Head for Central Square and be on CLOUD 9! The Nora Theatre Company’s latest production puts you there. An extremely nimble ensemble directed by Lee Mikeska Gardner takes Caryl Churchill’s rambunctious, gender-bending, time-warping, traditional and taboo sexual roundelay and skewers white patriarchal oppression from Victorian British Colonial Africa (Act I) to swinging late ’70’s London (Act II). Though the acts are literally 100 years apart, only 25 years pass in the lives of the characters.

Act I is set in 1880 on the African estate of a British Colonial administrator who presides over his household and his land, and the natives are on the verge of rebelling. Churchill is already there. The play immediately challenges the imperiousness of British order by having Clive played by a woman (the remarkable Stephanie Clayman who will play Clive’s wife in Act II), and his simpering wife Betty played by a man (the hilarious Joshua Wolf Coleman). Daughter Victoria is played by a doll; yes, women are mere playthings in Act I where white men rule the roost and the sun never sets.

Betty bemoans her inferior status early on by declaring, “I’m a man’s creation.” The line is funny not only because it’s played by a man in drag, but also because it calls attention to the way men have shaped and dominated this world.
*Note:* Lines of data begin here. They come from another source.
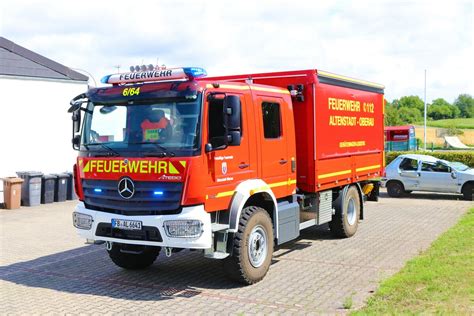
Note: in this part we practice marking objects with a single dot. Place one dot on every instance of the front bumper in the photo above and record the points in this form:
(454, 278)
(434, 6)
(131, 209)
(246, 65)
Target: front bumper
(188, 213)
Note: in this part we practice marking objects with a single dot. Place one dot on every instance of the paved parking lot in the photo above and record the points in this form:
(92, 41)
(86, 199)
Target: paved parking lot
(45, 268)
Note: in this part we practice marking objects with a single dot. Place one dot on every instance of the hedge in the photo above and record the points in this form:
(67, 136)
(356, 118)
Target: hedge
(466, 157)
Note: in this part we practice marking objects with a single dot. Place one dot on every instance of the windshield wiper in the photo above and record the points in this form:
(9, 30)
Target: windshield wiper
(110, 151)
(164, 151)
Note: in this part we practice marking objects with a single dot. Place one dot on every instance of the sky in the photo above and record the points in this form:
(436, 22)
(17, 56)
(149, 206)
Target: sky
(387, 42)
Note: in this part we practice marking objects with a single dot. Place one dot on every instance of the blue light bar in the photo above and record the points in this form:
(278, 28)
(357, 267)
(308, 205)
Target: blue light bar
(194, 72)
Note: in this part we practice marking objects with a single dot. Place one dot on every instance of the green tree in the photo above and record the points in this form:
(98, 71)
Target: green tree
(392, 118)
(411, 101)
(465, 103)
(409, 115)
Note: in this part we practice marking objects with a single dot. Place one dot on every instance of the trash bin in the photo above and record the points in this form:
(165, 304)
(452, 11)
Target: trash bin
(71, 194)
(47, 188)
(12, 192)
(31, 187)
(60, 187)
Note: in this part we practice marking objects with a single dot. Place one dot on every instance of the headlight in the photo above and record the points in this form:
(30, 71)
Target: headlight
(183, 228)
(82, 221)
Son Edward an effeminate boy who loves to play with Vicki’s doll, is also played by a woman (Sophorl Ngin who plays the grown-up Victoria in Act II). Ed is attracted to dashing explorer and houseguest Harry Bagley (a moving Alexander Platt who plays the grown-up Edward now gay in Act II) who reciprocates the boy’s affections, though he pretends to love Betty as a cover for his pedophilia.

Their native servant Joshua is played by a white actress (standout Marge Dunn who plays Victoria’s lesbian lover Lin in Act II) and in a sublimated act of self-hatred, announces he has no trouble beating the rebelling native servants because they are “bad.” The widow Mrs. Saunders (Aislinn Brophy in a challenging simultaneous dual role as Edward’s governess Ellen who is in love with Clive’s wife Betty) is pursued by Clive, while his wife Betty loves handsome Harry who’s had his way with her son Edward.
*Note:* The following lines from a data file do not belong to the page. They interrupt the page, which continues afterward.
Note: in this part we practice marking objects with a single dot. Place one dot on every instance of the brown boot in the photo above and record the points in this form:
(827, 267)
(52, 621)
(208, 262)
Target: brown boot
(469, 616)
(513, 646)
Hang in there. Believe it or not, this is all remarkably easy to keep track of in the course of the play and the echoing of these roles in Act II 25 years later in each  of these lives, enriches the pull of these characters.
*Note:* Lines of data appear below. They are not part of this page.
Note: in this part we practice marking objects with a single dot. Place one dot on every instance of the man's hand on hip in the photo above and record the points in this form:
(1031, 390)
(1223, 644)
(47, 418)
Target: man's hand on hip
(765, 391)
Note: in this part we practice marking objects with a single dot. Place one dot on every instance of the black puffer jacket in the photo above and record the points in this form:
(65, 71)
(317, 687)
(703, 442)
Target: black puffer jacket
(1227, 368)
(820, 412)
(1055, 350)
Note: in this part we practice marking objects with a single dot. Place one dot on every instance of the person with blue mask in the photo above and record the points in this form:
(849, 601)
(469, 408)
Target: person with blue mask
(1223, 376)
The set is simple, therefore no detail is wasted. For instance there there’s a cut-out of a giant tree hanging sideways over the proceedings, an affront to the order of the traditional English garden and a signal to the subversion at work in Act I. By Act II what was subverted is now overt, and culminates in a playful orgy in a park where Edward, his sister Victoria, and her sometime lover Lin (now played by different actors) help themselves to a fabulously choreographed pansexual feast under the full goddess moon. Where the masculine once reigned supreme, the feminine is now on the horizon and Eve holds sway in this new garden of Eden.

It’s a tilt-a-whirl of a plot, where the proclivities of these characters who have been twisted into compliance with “traditional” norms are set free, and this versatile, brilliant ensemble straddles the breadth of realities their multi-roles demand.  Director Lee Mikeska Gardner finds the though line of this intellectually challenging work and the tonal range it demands, veering from shrewd parody in Act I to fully felt characterizations in Act II. This production of Churchill’s funny, stinging screed never loses its bite or its heart.

CLOUD 9 has also proven remarkably prescient and increasingly relevant. With its cross-gendered, cross-racial casting and omnisexual orientation, the play finds itself preaching to many of the converted in 2019. The diversity of human experience represented here, and always present in society but repressed, is currently exploding our preconceptions and finding a voice in political debate, scientific inquiry, nightly newscasts, and everyday dinner table conversations.

See The Nora Theatre Company’s fascinating and facile production of Caryl Churchill’s CLOUD 9; it reminds us the sky may not be the limit. At CENTRAL SQUARE THEATER through JUNE 30!